21.9.18

BRUCE SPRINGSTEEN: Westbury Music Fair, Jericho NY, March 1975


I was lucky enough to see Bruce Springsteen & The E Street Band five times before Born To Run was released, in Norfolk and Richmond, Virginia, in New York City at the Bottom Line club and the Academy of Music, and at the Westbury Music Fair, a theatre in Jericho on Long Island. I was reminded of this last occasion today when my Melody Maker review of the show popped up on Rock’s Back Pages, so I’m taking the liberty of cut and pasting it into Just Backdated.
         I remember the occasion well. I was driven there by Peter Philbin, Columbia International’s RR guy, a big Bruce fan who became a good friend of mine when I lived in New York as MM's US Editor. Weirdly, the gig was on a revolving stage in the centre of a room that held about 1,800 people. I don’t think it was sold out. The other thing I remember was that the place was run by Italian gangsters, and that the backstage area was patrolled by these olive skinned men in dark suits and ties with bulging shoulders, all of whom looked like extras from The Godfather. Philbin recognised this before I did and advised me not to make eye contact with them. We went backstage to chat with Bruce after the show but, as ever, he was tight-lipped, pre-occupied with the issues surrounding the release of Born To Run, of course. I wasn't to know this as the dispute between his manager Mike Appel and future producer and manager Jon Landau had yet to break out into the open. 
         Here is the review I wrote for Melody Maker, virtually unchanged. (I still think ‘Sandy’ is one of the most moving songs he has ever written by the way.)


Bruce Springsteen, an artist whose talent has inspired respected critics to fawn like teenage groupies, took over the revolving stage of the Westbury Music Fair last weekend and showed yet again why one critic opined that the future of rock and roll rested on Bruce's bony shoulders.
         Eschewing the usual sleeveless tee-shirt in favour of a rumpled rugby sweater, and abandoning his fifties style shades, he led his band through a two and a half hour set that included a couple of two-song encores.
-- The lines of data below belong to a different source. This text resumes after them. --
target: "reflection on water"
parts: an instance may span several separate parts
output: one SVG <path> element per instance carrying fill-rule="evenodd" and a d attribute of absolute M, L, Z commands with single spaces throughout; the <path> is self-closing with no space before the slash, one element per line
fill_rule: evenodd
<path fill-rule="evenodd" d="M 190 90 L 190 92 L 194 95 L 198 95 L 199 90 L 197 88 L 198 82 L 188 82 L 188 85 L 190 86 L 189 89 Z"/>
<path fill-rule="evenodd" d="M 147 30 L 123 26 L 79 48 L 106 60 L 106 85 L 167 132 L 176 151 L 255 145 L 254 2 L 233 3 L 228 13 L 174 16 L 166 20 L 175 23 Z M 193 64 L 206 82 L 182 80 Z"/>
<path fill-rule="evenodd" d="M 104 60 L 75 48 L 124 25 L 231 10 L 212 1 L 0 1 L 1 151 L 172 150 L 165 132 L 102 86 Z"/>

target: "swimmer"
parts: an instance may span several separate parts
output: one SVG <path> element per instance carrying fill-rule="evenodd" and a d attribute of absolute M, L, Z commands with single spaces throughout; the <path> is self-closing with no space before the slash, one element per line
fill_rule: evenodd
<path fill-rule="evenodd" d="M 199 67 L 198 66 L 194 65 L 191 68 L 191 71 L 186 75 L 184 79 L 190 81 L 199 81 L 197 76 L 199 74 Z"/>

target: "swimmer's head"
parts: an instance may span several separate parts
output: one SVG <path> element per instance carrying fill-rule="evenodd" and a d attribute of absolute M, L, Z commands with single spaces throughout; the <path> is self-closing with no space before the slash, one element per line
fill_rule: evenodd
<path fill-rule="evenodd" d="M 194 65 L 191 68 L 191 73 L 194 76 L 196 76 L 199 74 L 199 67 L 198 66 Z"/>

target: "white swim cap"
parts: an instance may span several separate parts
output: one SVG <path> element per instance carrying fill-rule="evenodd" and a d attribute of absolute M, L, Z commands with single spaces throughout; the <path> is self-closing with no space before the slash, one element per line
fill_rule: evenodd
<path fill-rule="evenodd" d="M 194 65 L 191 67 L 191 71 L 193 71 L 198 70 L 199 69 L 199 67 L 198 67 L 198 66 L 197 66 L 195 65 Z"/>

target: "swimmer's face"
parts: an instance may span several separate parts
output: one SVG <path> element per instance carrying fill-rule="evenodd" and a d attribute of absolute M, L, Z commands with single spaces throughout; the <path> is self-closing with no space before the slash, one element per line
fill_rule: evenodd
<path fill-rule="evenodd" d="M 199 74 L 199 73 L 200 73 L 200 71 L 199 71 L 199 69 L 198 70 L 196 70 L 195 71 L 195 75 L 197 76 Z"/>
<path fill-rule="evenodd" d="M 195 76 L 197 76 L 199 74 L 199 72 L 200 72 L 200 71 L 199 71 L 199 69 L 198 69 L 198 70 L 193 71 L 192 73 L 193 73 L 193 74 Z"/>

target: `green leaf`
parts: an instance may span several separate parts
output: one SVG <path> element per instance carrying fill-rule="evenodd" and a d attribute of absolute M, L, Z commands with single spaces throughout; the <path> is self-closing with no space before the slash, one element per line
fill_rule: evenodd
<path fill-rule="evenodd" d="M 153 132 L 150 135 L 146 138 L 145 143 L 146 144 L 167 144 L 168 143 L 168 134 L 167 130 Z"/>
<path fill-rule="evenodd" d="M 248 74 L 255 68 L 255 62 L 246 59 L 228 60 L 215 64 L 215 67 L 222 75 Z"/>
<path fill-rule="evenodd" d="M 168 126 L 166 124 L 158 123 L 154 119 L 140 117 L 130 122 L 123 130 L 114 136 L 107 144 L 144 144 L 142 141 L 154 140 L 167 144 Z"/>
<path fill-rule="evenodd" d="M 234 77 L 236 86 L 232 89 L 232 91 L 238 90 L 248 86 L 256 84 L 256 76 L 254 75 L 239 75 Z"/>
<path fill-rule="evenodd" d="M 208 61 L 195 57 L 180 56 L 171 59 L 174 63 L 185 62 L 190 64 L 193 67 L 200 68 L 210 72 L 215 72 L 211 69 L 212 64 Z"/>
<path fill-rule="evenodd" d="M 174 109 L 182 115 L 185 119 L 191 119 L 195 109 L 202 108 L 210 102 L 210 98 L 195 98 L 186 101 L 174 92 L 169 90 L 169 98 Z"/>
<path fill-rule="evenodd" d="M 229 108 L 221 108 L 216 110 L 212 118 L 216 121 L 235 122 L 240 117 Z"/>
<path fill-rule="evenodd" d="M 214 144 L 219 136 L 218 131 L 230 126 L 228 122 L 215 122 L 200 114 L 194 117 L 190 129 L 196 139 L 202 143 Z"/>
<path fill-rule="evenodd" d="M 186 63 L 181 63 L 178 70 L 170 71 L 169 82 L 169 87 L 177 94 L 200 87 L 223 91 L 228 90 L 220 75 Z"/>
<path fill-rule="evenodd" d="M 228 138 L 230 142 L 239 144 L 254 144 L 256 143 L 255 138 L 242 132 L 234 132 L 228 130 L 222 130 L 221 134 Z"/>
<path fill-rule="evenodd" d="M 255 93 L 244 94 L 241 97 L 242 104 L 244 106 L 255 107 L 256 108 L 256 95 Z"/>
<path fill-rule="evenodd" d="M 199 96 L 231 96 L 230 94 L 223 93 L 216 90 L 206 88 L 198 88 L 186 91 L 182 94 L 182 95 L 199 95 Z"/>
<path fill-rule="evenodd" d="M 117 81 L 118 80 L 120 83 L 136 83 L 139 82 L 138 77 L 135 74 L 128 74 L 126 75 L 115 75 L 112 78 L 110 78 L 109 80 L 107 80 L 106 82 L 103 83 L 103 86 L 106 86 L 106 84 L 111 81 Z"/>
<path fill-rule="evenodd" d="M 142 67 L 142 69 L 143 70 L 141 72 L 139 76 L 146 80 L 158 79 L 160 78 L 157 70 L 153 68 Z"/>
Or was it three? By that time Bruce had virtually boiled over and taken the audience with him. Details get a little hazy at times like this.
         Since I last saw him, Bruce has found a new drummer, Max Weinberg, and piano player, Roy Bittan, and added a shapely violinist called Suki Lahav who not only improves the aesthetics of the set, but also adds considerably to the crushing atmosphere that Springsteen, street poet extraordinaire, is capable of creating. Unfortunately, I was informed, it was her last gig with the E Street Band.

(I found this picture on line, the only one I could find with Bruce and Suki on stage together)

         Springsteen's material alternates between whispered verses about kids growing up in New York and the surrounding area, and hard driven rock music propelled for the most part by Clarence Clemons, the giant black reed player, who rasps through his three horns in that old King Curtis manner.
         As a guitarist, Springsteen is more of a rock and roller than romantic poet. But his crazy movements back and forth, deliberately knock-kneed at times, are always fun to watch. This time, he jumped up rather precariously onto the organ midway through his encore of Presley's ‘Wear My Ring’.
         For me, the highlight of the set was not so much the hysterics at the end, but Bruce's first encore, the super-emotional ‘4th of July, Asbury Park (Sandy)’ with its French accordion and whispered passages about boardwalks, beaches and sea-side bars. Bruce altered the words slightly so that Hells Angels came riding in at one point, but ‘Sandy’ remained essentially intact, one of the most moving pieces he has written.
         He’s overdue for a third album, and Columbia are scratching their heads about what to do with their prodigy from Asbury Park. On Sunday’s showing, it’ll just be a matter of time before Springsteen is acclaimed by the people as well as the critics.


1 comment:

  1. I was there...First time I saw him on a date & was hooked ever since!